Von einem solchen Ausnahmefall, davon, dass eine entschädigungslose
Hinnahme des nunmehr gegebenen Zustandes dem Kläger schlechterdings nicht
zuzumuten wäre, kann aus der Sicht des Senats aber keine Rede sein. Das
Gebäude des Klägers wird schon von der von ihm selbst gesetzten Bepflanzung,
insbesondere vom dichten Baumbewuchs stark beschattet.

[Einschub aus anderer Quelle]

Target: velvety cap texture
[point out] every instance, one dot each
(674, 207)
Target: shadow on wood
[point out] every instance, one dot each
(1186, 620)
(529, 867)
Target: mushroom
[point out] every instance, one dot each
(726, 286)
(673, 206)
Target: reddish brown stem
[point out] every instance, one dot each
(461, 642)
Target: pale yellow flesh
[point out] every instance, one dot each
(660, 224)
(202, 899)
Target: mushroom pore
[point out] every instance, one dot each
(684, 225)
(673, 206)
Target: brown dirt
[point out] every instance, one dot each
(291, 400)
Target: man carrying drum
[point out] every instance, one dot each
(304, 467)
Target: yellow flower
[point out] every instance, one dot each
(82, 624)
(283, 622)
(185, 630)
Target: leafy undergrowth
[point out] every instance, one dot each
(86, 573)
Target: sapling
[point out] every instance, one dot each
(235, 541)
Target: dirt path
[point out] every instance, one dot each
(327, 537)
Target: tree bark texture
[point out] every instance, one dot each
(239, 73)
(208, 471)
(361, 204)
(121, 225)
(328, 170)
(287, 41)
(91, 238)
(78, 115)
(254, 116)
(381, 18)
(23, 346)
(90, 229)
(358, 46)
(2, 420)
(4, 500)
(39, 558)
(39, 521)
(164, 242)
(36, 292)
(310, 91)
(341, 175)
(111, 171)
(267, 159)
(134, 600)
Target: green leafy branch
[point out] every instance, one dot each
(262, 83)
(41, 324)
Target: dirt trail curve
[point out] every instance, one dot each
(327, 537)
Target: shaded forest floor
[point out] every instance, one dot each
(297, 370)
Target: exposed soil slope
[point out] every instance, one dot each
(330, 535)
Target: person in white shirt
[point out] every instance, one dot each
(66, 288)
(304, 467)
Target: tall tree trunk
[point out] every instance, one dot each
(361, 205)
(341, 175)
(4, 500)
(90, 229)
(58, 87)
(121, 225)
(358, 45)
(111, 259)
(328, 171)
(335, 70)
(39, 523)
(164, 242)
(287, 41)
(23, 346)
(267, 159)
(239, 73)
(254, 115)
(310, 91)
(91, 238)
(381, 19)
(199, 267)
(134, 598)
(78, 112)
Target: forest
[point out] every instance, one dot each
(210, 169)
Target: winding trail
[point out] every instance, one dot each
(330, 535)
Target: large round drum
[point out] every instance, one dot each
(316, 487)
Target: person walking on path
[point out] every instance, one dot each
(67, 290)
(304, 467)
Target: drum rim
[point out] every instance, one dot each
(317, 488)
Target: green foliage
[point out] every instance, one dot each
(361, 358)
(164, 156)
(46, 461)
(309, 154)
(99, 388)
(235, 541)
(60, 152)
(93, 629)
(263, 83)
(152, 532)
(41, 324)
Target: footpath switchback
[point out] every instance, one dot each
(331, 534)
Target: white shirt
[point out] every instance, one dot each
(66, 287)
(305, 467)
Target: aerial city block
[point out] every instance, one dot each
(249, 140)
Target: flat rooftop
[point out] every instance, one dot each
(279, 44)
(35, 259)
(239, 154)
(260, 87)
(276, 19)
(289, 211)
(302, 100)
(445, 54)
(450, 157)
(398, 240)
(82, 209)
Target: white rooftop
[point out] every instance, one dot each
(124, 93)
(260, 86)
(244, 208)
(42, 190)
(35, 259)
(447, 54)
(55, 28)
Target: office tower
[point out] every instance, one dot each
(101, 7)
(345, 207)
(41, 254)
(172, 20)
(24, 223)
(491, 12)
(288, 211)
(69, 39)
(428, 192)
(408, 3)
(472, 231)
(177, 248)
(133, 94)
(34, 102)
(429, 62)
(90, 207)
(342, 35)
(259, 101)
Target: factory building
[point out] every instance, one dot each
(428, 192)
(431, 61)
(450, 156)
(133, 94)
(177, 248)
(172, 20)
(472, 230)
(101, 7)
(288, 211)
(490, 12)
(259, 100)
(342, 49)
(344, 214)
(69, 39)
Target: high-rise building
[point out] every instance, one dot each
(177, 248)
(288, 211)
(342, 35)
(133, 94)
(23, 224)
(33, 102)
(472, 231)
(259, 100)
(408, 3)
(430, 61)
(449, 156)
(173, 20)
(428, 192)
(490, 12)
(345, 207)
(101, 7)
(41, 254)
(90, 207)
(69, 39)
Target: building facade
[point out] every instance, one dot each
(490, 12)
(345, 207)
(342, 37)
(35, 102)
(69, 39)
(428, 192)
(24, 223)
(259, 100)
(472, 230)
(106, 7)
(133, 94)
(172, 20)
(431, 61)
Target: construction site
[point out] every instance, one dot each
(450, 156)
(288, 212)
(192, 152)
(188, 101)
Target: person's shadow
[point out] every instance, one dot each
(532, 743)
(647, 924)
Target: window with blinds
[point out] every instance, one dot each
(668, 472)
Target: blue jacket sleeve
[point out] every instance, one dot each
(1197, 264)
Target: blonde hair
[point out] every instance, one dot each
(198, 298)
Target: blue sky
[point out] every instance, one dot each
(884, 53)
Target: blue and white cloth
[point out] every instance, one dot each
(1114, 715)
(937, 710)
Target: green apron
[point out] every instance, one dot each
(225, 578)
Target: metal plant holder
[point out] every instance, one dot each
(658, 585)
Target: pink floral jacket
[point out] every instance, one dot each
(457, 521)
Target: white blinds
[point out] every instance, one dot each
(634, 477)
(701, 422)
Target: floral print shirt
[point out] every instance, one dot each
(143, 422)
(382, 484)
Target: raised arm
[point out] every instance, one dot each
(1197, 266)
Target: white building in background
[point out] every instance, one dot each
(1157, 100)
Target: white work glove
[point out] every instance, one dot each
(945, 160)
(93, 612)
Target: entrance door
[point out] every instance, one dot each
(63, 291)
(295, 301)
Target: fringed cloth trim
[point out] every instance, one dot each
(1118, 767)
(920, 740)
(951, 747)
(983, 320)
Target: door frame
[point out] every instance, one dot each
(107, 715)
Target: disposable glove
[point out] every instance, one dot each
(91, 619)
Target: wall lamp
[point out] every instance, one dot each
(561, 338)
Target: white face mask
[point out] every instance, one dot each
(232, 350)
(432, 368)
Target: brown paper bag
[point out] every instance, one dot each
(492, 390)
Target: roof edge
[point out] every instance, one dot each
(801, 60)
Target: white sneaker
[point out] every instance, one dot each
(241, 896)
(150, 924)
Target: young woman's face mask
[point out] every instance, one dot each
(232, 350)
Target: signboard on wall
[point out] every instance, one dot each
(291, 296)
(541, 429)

Das wird aus den von
Beklagtenseite vorgelegten Lichtbildern (Anlagen K 4 ff. zum Schriftsatz vom
25.08.1995) anschaulich und zeigt sich gerade auf der dem Grundstück der
Beklagten zugewandten Seite auch auf den vom Kläger in Anlage zur Klageschrift
vorgelegten Polaroidfotos.
Das Haus der Beklagten ist auch durch die starke Abschrägung der Dachflächen
so angelegt, dass es den Einfall des Sonnenlichts nicht im Übermaß behindert,
erreicht es doch als Folge der starken Abschrägung seine höchsten Punkte erst in
deutlicher Entfernung zum Grundstück des Klägers; das Dach wirkt gewissermaßen
als „Einfallsrampe“ für das naturgemäß von oben einfallende Sonnenlicht. Die
Belichtung des Grundstücks des Klägers ist ausweislich der von ihm wie der von
den Beklagten vorgelegten Fotografien weit besser als es für die Wohnungen einer
Vielzahl von Menschen im hiesigen Bereich gilt.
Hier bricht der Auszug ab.